A few weeks ago I was reading How People Grow, and I came across a portion that stopped me in my tracks. I have recently been burdened about the importance and even necessity of friends, and I came across something that was life-changing. In Genesis 2:18 we read God’s Words, “It is not good that the man should be alone…” (ESV). Henry Cloud makes this insightful observation, “Adam depended on a relationship with God for life. But even with that relationship, he needed human connection as well…Man was incomplete with God alone. So we see at the outset that relationship was at the core of the way things were created.”(Emphasis added)[i]
Honestly, why would anyone want to share real life on a stage that lets you decide what people can see?
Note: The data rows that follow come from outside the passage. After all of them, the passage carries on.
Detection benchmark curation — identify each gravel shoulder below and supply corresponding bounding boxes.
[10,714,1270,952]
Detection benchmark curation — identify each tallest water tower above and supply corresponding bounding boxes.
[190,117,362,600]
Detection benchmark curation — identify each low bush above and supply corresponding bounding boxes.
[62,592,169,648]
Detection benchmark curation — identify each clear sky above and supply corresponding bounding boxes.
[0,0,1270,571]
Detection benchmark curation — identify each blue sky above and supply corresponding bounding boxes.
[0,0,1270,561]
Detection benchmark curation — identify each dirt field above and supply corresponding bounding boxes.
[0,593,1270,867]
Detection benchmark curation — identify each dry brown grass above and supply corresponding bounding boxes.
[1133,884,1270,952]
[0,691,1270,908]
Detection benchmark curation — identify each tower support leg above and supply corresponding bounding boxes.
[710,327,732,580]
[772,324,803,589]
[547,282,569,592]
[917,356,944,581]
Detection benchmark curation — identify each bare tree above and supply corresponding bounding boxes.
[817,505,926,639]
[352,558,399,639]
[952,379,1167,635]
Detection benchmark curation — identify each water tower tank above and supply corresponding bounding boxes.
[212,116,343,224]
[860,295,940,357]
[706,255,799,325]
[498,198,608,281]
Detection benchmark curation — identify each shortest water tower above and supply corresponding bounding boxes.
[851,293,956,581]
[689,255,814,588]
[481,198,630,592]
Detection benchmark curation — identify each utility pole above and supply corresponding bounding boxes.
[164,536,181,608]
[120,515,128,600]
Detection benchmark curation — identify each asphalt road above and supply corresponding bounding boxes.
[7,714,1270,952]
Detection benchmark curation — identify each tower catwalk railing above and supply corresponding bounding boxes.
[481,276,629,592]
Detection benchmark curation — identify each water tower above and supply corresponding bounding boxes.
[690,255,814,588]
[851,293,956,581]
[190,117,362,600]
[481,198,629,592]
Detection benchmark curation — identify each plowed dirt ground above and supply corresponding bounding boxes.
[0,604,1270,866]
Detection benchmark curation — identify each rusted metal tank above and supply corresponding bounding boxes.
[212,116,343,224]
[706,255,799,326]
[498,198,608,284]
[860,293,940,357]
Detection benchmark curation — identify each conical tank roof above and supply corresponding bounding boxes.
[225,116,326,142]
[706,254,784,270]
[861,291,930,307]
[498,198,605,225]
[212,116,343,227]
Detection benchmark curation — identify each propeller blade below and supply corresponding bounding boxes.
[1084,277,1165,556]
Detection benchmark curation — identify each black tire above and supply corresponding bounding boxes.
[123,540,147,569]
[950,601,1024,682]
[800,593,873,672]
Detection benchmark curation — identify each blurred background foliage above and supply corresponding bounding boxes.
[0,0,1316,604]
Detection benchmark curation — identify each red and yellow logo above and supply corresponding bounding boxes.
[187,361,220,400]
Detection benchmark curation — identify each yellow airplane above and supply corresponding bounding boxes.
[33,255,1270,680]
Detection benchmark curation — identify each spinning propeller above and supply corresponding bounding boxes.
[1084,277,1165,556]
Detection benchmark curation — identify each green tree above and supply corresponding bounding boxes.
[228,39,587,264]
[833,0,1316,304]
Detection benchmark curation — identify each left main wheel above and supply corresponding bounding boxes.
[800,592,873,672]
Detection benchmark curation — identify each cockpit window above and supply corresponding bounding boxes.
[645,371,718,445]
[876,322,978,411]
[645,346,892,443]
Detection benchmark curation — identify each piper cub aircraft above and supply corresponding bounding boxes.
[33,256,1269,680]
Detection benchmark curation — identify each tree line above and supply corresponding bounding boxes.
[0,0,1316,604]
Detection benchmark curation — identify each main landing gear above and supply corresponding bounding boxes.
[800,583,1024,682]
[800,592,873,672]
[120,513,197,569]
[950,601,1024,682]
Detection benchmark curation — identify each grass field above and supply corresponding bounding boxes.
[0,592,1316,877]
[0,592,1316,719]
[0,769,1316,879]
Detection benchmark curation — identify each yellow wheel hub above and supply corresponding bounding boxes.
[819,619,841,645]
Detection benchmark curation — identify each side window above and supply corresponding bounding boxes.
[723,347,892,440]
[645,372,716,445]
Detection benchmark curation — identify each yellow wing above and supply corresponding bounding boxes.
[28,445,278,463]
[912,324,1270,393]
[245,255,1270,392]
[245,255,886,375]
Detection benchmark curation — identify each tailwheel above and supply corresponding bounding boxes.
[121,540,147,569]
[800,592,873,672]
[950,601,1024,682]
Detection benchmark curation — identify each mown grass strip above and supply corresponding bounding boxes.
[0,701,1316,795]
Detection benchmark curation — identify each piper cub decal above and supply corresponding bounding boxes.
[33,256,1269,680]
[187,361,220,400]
Why let people get close enough to see the imperfections, when we have the power to keep them distant enough to prevent their exposure? Why settle for having a handful of close friends with whom I can be open and honest about anything, when I can have hundreds of “friends” who will marvel at my greatness? Why take a chance at the vulnerability of real relationships, when I can settle for faux relationships that allow me to be whoever I want people to see? Why? Because we need each other. We need real connection with real people.
The body of Christ does not just exist to attend church services. The body of Christ is needed for the growth of believers. We are not here to lambast sinners, kick the wounded, dishearten the weak, and criticize the failing, but in the words of Paul, “Rather, speaking the truth in love, we are to grow up in every way into him who is the head, into Christ, from whom the whole body, joined and held together by every joint with which it is equipped, when each part is working properly, makes the body grow so that it builds itself up in love,” (Ephesians 4:15-16). (Emphasis added)
I challenge you to take a chance, and tear down the walls you have built. Allow yourself to be real, vulnerable, and accessible, and value real relationships. And God will bless you in your journey of growth.
[i] Dr. Henry Cloud and Dr. John Townsend, How People Grow (Grand Rapids: Zondervan, 2001), p. 29.